*** RUND UM AGADIR ***
 
NACH ESSAOUIRA


330 kilometer, ca. 9 stunden

Auch für diese fahrt sollten wir früh aufbrechen, denn essaouria liegt 165 kilometer von agadir entfernt, ist aber über eine gute strasse zu erreichen, die uns nur kurz durch einige serpentinen der ausläufer des hohen atlas führt.

wir verlassen agadir in nördlicher richtung und fahren immer parallel zum meer. hier erst erfahren wir die kraft und gewalt des atlantiks, wenn er mit seinen mächtigen wellen die küste erreicht und hohe, schäumende fontänen aus gischt über die felsen schleudert. bei cap rhir, wo ein leuchtturm strahlend weiss auf den vorgelagerten klippen steht, lohnt es sich, auszusteigen, um dem tosenden atlantik nah zu sein, während ein heftiger sturm an uns zieht und zerrt.
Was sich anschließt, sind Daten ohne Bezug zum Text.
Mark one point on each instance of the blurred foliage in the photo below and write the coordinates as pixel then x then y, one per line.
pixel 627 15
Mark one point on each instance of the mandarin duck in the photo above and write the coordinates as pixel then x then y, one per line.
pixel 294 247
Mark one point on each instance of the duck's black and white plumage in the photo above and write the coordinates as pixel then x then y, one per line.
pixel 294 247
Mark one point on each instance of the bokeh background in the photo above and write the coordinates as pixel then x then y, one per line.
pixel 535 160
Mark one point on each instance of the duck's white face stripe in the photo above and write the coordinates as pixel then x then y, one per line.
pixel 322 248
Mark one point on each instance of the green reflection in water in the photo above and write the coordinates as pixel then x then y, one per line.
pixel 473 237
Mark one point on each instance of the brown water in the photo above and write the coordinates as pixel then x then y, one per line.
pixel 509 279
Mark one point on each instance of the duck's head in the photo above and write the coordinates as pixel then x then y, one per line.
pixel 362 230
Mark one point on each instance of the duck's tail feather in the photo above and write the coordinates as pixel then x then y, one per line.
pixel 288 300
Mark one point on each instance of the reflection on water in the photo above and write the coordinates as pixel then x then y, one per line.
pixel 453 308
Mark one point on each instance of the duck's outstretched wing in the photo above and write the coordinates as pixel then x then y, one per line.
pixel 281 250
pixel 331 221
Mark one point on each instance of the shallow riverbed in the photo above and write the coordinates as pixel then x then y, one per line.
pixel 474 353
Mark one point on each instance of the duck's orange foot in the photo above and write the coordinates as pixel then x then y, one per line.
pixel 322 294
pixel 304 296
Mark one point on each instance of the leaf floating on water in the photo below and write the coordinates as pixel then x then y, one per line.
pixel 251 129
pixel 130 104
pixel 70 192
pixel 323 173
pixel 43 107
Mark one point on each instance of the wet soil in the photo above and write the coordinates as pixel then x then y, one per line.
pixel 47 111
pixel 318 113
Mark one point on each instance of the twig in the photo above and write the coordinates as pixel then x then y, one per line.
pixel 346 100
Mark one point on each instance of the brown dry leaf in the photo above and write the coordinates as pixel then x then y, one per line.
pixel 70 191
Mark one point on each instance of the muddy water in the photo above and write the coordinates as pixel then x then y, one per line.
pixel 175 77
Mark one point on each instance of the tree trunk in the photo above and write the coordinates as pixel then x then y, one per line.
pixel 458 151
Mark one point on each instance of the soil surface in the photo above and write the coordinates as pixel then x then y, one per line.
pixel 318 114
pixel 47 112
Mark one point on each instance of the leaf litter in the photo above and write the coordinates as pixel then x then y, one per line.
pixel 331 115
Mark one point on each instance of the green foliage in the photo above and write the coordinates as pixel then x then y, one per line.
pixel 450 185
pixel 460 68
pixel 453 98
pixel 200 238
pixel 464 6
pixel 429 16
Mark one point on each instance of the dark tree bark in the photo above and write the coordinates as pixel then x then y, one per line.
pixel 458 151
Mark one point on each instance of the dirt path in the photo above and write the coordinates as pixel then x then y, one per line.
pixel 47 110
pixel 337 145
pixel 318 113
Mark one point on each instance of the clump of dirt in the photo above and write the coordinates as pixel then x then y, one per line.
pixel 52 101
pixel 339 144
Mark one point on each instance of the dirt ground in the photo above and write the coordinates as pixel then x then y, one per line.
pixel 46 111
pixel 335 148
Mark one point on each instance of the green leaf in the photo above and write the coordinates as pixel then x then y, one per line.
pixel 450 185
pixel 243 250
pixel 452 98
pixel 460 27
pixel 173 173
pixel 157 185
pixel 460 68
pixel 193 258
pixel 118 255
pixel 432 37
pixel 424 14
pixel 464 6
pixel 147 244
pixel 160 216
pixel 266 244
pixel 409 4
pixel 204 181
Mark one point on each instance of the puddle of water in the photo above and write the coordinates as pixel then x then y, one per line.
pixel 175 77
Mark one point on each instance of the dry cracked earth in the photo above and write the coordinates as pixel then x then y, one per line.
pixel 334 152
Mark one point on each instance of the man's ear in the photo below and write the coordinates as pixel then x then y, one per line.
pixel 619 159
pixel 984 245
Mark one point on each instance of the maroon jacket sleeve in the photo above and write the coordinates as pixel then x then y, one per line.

urlauber, die zum ersten mal nach agadir kommen, sind bisweilen enttäuscht. sie dachten sich eine urlaubsidylle wie am mittelmeer und sind überrascht von dem oft rauhen und wechselnden klima. immer wieder geschieht es, dass an einem heissen tag - besonders in den sommermonaten -plötzlich eine dichte nebelbank über den atlantik heran weht und die stadt mit eisiger kälte überzieht.

auch die nächte sind - bis auf wenige ausnahmen, wenn ein heisser wind aus der sahara heran weht - kühl, bisweilen sogar kalt. zwar hat agadir viele sonnenstunden, die uns gerade im winter das oft schmuddelige wetter in europa vergessen lassen. aber wir sollten uns nicht täuschen! sobald die sonne untergeht, - und das geschieht im winter sehr früh -, werden wir wahrscheinlich fluchtartig den strand verlassen müssen, denn es wird sofort empfindlich kalt. darum sollten wir, wenn wir in den wintermonaten in agadir urlaub machen, auch immer darauf achten, ein hotelzimmer in südlicher lage zu bekommen, in das tagsüber die sonne scheinen und es wärmen kann. ich habe einmal in einem nordzimmer des grossen hotels anezi, das über keine heizungen in den zimmern verfügt, gewohnt. ich verstand nicht, warum immer mehr touristen die zimmer neben mir verliessen. anstatt einmal darüber nachzudenken, zog ich nachts zwei wollpullover übereinander, fror trotzdem ganz erbärmlich und reiste am ende mit einer fürchterlichen bronchitis nach deutschland zurück. die anderen gäste hatten es besser gemacht, ihre ausgekühlten zimmer verlassen und eines auf der südseite des hotels verlangt.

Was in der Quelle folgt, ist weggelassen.